If each clone had a separate cassette path, the cassette directory structure would fragment unpredictably based on how many pool connections were checked out. A test that checks out two connections would produce two cassette directories; running the same test with a different pool size would produce a different number. The cassette layout would depend on pool configuration rather than test identity, making replay unreliable.

Sharing the cassette path keeps things simple: one test, one cassette directory, regardless of how many pool connections are used.

Pool replay lifecycle

The following diagram shows the lifecycle of a pool-based test from source connection through to disposal:

sequenceDiagram
    participant Test as Test / Fixture
    participant Pool as Pool Library
    participant Source as Source ReplayConnection
    participant Clone as Clone ReplayConnection
    participant Cassette as Cassette Directory

    Test->>Source: adbc_connect() or wrap()
    Test->>Pool: create_pool(config)
    Pool->>Source: source.adbc_clone()
    Source->>Clone: new ReplayConnection (shared cassette, shared wipe state)
    Pool-->>Test: pool ready

    Test->>Pool: pool.connect()
    Pool-->>Test: clone connection
    Test->>Clone: clone.cursor()
    Clone->>Cassette: execute() -- record to or replay from shared cassette
    Test->>Clone: conn.close()

    Test->>Pool: close_pool(pool)

In record mode, the real ADBC connection is also cloned via self._real_conn.adbc_clone(). Each clone holds its own real connection handle and executes queries against the live database. Results are written to the shared cassette directory.

In replay mode, clones have no real connection (_real_conn = None). Each cursor loads interactions from the shared cassette directory and replays them without any database access.

Shared wipe state

In all record mode, the cassette directory is wiped before recording begins so that stale interactions are removed. With pooled connections, multiple cursors across multiple clones may call execute() -- but only the first one should wipe the directory.

The wipe state is a shared mutable dict ({"wiped": False}) referenced by the source connection and all its clones. When the first cursor across any connection calls execute(), it checks this dict, wipes the cassette directory via shutil.rmtree(), and sets wiped to True. All subsequent cursors -- on the same connection or on any clone -- see wiped = True and skip the wipe.

This prevents a later pool checkout from destroying recordings made by an earlier checkout in the same test.

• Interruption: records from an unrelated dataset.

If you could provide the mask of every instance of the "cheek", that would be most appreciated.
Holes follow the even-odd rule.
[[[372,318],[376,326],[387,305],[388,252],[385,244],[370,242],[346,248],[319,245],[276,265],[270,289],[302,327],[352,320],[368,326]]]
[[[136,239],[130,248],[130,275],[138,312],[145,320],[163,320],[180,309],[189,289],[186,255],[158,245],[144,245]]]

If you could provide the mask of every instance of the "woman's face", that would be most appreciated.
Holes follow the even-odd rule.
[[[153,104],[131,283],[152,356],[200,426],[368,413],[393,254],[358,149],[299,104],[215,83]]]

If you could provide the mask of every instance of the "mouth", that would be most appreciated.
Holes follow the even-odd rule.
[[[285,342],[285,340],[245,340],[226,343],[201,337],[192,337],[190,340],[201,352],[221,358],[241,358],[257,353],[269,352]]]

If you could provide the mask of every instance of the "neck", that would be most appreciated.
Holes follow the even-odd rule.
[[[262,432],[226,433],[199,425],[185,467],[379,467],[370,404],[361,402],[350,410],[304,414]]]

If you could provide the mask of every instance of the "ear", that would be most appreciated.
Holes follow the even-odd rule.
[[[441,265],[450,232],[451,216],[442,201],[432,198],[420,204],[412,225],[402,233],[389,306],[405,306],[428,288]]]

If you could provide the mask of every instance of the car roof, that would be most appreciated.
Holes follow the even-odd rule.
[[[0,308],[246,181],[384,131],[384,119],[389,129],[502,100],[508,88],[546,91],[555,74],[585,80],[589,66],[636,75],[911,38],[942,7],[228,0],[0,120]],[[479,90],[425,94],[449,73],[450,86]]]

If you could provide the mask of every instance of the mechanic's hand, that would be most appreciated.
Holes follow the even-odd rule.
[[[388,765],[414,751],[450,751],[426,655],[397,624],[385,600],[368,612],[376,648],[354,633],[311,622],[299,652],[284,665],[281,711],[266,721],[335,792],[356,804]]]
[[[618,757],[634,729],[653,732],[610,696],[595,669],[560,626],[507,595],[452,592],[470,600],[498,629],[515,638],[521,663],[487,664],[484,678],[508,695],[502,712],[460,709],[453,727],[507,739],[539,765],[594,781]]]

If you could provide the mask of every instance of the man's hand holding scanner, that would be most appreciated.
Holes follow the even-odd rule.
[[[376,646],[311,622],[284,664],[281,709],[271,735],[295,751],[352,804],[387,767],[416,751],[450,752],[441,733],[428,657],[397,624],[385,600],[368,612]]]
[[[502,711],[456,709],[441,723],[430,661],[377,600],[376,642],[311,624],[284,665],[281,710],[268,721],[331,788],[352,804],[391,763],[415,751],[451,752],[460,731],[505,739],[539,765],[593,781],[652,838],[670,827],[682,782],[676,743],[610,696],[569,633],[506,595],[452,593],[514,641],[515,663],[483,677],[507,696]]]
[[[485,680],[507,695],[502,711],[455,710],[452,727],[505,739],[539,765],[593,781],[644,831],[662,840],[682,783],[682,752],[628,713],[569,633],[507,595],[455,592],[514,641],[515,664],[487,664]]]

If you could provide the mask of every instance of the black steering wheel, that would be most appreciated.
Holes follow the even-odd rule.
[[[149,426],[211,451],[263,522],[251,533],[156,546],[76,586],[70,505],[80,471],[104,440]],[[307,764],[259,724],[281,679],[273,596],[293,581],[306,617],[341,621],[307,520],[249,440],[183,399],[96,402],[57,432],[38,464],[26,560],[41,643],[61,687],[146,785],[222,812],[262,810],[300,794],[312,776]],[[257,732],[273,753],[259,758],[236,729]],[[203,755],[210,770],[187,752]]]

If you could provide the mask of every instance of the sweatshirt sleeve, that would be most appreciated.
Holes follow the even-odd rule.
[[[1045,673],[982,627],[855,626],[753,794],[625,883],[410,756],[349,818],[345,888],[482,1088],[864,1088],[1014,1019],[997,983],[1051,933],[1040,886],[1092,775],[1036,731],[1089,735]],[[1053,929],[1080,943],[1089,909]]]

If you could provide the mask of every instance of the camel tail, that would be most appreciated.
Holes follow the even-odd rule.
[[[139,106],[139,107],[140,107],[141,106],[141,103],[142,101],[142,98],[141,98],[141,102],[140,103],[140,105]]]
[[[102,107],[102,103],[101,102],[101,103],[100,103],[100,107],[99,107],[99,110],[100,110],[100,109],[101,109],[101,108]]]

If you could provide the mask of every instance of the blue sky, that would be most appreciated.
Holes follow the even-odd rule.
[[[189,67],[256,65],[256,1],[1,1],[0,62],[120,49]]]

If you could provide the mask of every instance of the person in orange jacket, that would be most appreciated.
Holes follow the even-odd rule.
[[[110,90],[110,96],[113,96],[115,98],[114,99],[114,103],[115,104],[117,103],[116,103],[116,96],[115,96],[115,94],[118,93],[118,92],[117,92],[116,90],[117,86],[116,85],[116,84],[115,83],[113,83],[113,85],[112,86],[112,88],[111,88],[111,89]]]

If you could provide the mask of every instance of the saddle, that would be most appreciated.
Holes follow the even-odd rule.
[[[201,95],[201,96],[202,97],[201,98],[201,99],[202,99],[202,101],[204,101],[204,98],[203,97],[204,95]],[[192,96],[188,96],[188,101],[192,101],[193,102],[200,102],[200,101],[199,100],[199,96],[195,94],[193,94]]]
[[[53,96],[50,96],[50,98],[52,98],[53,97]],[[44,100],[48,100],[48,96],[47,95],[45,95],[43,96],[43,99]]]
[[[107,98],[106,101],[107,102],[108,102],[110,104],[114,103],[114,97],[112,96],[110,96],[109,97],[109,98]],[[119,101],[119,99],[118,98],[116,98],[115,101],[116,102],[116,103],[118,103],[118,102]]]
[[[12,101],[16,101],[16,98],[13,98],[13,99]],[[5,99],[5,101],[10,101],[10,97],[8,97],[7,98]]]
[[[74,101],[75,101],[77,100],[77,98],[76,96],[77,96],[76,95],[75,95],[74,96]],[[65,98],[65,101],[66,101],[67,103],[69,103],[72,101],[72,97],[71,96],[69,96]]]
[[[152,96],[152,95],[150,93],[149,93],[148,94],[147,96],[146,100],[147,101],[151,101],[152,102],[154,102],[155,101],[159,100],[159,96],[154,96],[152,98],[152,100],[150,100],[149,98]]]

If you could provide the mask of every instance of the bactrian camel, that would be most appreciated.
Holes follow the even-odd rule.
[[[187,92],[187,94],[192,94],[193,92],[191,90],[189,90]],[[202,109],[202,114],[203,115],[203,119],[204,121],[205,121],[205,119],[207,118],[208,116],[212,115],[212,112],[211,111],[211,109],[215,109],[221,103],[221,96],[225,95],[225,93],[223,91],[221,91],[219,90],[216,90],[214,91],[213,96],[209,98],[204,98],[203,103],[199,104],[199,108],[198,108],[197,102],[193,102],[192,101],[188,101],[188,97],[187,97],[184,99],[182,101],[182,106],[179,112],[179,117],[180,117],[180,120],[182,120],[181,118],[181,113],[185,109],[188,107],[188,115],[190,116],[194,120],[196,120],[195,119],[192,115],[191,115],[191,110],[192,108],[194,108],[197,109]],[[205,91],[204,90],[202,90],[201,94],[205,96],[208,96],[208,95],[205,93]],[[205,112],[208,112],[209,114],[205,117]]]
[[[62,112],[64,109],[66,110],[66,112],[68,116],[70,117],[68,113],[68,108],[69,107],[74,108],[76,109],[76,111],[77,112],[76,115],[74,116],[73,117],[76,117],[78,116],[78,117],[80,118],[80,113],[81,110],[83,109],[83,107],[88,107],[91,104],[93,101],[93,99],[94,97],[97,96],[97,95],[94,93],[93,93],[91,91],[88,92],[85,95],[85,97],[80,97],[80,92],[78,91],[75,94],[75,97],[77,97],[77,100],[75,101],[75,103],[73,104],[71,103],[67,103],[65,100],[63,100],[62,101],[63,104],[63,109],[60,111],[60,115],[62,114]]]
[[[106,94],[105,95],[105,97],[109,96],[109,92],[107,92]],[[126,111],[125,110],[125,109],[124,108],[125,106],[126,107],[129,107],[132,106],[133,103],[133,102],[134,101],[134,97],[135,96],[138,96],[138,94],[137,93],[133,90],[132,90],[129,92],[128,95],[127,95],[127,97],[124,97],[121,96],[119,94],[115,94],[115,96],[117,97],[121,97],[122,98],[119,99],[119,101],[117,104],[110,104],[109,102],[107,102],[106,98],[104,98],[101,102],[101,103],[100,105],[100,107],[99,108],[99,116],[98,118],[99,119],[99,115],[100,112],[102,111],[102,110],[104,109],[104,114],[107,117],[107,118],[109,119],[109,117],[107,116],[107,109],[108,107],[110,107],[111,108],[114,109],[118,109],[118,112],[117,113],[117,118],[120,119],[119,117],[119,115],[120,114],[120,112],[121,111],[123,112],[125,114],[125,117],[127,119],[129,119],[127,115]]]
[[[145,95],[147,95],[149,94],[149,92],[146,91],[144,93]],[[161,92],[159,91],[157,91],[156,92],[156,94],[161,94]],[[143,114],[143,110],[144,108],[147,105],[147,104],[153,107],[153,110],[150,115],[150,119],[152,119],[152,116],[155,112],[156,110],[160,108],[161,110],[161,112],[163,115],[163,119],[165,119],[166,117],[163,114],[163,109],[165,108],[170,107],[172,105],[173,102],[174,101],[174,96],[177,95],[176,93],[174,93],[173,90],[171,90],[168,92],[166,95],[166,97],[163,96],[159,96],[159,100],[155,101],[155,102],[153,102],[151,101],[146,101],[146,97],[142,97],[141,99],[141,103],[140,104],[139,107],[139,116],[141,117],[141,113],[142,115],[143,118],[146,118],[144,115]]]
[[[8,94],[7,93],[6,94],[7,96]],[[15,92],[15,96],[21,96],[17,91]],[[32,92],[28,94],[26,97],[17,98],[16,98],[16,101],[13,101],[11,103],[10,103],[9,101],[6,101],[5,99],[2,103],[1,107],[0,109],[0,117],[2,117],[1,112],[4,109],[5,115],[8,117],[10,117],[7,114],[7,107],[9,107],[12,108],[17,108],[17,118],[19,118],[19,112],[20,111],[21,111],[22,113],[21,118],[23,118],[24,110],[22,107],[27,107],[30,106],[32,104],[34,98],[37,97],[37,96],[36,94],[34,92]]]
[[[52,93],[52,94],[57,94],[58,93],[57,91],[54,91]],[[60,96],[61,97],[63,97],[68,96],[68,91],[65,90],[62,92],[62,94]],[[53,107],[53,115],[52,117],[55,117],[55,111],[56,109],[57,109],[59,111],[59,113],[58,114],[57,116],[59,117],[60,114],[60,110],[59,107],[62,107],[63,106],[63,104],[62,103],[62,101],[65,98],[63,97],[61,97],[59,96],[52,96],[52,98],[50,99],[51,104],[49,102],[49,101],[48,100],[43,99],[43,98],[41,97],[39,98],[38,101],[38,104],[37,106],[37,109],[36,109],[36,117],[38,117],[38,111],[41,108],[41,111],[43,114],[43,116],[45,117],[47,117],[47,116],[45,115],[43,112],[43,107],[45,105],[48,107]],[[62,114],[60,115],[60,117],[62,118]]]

Concurrent access and its failure mode

Replay queues are per-cursor, not shared across clones. When a cursor first calls execute() in replay mode, it loads all cassette interactions into its own deque. Each subsequent execute() pops the next interaction from that deque.

If two cursors from different clones execute concurrently -- for example, in multi-threaded test code where two threads each hold a pool connection -- each cursor pops from its own independent queue. The pop order depends on thread scheduling, not query identity. Cursor A might pop a result that was originally recorded for a query that cursor B is about to execute, leading to incorrect result matching.

In typical single-threaded pytest runs, this is never a problem. Cursors execute sequentially: one cursor completes all its queries before another cursor starts. The sequential access model matches how most test code works -- tests call the system under test, which uses one pool connection at a time.

This is a known limitation, not a bug. Supporting truly concurrent replay would require a shared, query-matched replay mechanism rather than simple queue-based replay. The sequential model is enough for typical single-threaded test runs.

ADBC spec context

adbc_clone() is an ADBC extension, not part of the DBAPI 2.0 standard. In the ADBC Python API, calling connection.adbc_clone() creates a new Connection sharing the same underlying AdbcDatabase. The clone has its own transaction state and cursor lifecycle but shares the database handle.

pytest-adbc-replay's ReplayConnection.adbc_clone() follows this pattern: the clone shares configuration, cassette path, and wipe state with its source, but maintains independent cursor state.

See the ADBC Python API documentation for the upstream specification.